Vol.152 「認知症に関する意識や実態調査」結果  

家族には迷惑をかけたくない
認知症と介護への不安と
治療・予防法への期待~

 

高齢化社会が進む中、テレビや新聞などで認知症に関する話題を耳にしない日はありません。このたびKUMONでは、20代から60代の方々を対象に、老後や認知症に対する人々の意識や実態を把握するためにアンケート調査を行いました。そこから見えてきたのは、認知症への不安、そして「学習療法」など、症状を改善する取り組みへの期待でした。

老後への「理想」と「不安」

【調査概要】
調査手法:インターネット調査
調査エリア:全国
回答者:20歳~69歳の男女1000名
調査期間:2016年3月16日~18日

この調査ではまず、「どんな老後を送りたいですか?」を聞きました。希望する老後のトップ3は、「お金に余裕を持って過ごしたい」、「プライベートな時間を大切にしたい」、「いつまでも健康でありたい」でした。また「家族に迷惑をかけたくない」、「家族や子どもに頼らなくても済むようにしたい」も9割を超え、老後に周囲の負担になりたくないという意識も強く持っているようです。

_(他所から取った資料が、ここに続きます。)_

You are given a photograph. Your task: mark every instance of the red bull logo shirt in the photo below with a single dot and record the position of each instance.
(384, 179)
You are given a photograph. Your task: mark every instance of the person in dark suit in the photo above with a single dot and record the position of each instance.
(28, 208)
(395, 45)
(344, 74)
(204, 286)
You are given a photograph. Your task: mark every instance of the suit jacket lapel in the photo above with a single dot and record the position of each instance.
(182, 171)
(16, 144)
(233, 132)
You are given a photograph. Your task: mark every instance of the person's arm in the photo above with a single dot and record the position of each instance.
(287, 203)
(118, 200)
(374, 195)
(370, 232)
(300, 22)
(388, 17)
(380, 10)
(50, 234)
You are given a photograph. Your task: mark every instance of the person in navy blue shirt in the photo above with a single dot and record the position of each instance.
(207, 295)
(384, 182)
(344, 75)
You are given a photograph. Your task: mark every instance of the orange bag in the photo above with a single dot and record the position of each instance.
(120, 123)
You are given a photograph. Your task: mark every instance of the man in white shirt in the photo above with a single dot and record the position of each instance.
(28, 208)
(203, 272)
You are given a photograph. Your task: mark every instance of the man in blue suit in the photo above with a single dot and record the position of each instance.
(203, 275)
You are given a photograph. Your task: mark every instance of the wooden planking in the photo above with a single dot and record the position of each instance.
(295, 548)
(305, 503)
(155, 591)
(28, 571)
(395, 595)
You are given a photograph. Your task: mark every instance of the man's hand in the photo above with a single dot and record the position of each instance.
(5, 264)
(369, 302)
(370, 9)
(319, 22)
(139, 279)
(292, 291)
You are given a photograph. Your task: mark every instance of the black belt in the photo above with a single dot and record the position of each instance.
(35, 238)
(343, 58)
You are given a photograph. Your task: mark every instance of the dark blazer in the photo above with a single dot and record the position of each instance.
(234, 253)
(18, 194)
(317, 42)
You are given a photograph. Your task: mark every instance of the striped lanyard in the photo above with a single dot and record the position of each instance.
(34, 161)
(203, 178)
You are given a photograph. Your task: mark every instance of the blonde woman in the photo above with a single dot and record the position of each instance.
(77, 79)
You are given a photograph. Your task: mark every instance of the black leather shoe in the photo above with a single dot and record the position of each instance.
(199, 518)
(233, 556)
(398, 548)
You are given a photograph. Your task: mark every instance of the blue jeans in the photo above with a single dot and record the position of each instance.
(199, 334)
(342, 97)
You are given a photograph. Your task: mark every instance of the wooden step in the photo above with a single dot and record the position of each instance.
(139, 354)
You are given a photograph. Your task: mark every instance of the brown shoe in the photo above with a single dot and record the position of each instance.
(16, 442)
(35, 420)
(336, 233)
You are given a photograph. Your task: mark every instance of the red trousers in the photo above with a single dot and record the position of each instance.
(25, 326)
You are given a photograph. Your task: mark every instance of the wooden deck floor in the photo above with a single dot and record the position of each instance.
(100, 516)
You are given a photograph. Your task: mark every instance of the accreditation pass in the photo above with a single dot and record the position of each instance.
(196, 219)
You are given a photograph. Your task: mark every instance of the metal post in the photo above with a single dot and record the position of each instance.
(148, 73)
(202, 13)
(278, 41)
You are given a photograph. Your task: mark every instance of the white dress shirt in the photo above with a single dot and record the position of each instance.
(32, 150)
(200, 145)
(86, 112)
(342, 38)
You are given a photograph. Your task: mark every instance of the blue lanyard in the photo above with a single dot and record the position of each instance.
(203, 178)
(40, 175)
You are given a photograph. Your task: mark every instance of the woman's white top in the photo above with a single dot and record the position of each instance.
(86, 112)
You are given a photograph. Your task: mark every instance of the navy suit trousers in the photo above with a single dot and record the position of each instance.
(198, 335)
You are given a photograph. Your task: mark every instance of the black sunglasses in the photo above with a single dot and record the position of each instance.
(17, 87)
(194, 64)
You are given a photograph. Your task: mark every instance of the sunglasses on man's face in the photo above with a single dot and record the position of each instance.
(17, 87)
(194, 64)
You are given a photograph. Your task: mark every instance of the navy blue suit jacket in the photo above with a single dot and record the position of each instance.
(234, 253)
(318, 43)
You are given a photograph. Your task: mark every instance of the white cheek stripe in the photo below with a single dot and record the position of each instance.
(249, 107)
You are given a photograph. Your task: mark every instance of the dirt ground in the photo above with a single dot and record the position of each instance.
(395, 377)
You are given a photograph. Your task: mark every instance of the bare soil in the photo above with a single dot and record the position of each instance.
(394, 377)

一方、「老後に対する不安」について聞いたところ、68.4%の方々が「自分自身の老後への不安」を感じているという結果となりました。具体的な不安の内容としては、「経済的な不安」がトップで、以下「病気への不安」、「体力への不安」、「病気による介護への不安」、「認知症への不安」と続きました。2位以下は、病気・体力・認知症と、老化にともなう身体に及ぼす影響に対する不安が大きいことがわかります。

 

家族には迷惑をかけたくない

次に「認知症」についてうかがってみました。「認知症」については、98.5%が「知っている」「名称は聞いたことがある」と回答。関心度も79.0%と高く、国民病として高い関心がもたれているといえます。また、「認知症について知っていること」を聞くと、「徘徊の症状がある」「記憶障害をおこす」という2点は8割以上の方が、治療や療法に関しては、「病気の進行とともに徐々に症状も進行、現状は進行を遅くする方法しかない」「認知症を治癒する方法はまだ見つかっていない」ことをそれぞれ7割以上の方が、「知っている」と回答しました。男女とも、年代が高くなるほど認知症について知っている内容が多くなる傾向があり、全体的には男性より女性のほうが知っている割合も高めであるという結果が出ました。

つづいて、認知症に関する不安について聞いたところ、自分自身の認知症への不安度は全体では59.8%の方が「不安を感じる」と回答。年代別に見ると、20代が47.7%であるのに対し、50代では67.7%、60代では62.2%と、年齢があがるほど不安度も上がる傾向にありました。

認知症を発症した時に感じる不安の内容は、「家族に身体的・精神的な負担をかけてしまう」がトップで、以下「人の世話がないと生活ができなくなる」、「日常生活が送れなくなる(衣食住)」、「身内のことを忘れてしまう」と続きます。

また「認知症を発症した時に、誰にサポートを受けたいか?」についてうかがうと、「高齢者介護施設」「高齢者サービスのある住宅」と、家族介護よりプロの介護を望むと答えた方が多いという結果でした。希望する老後についての「家族に迷惑をかけたくない」という回答も合わせてみてみると、“介護などで家族の手を煩わせたくない”という気持ちが垣間見えるようです。

利用を希望する認知症の治療や進行を抑える療法は?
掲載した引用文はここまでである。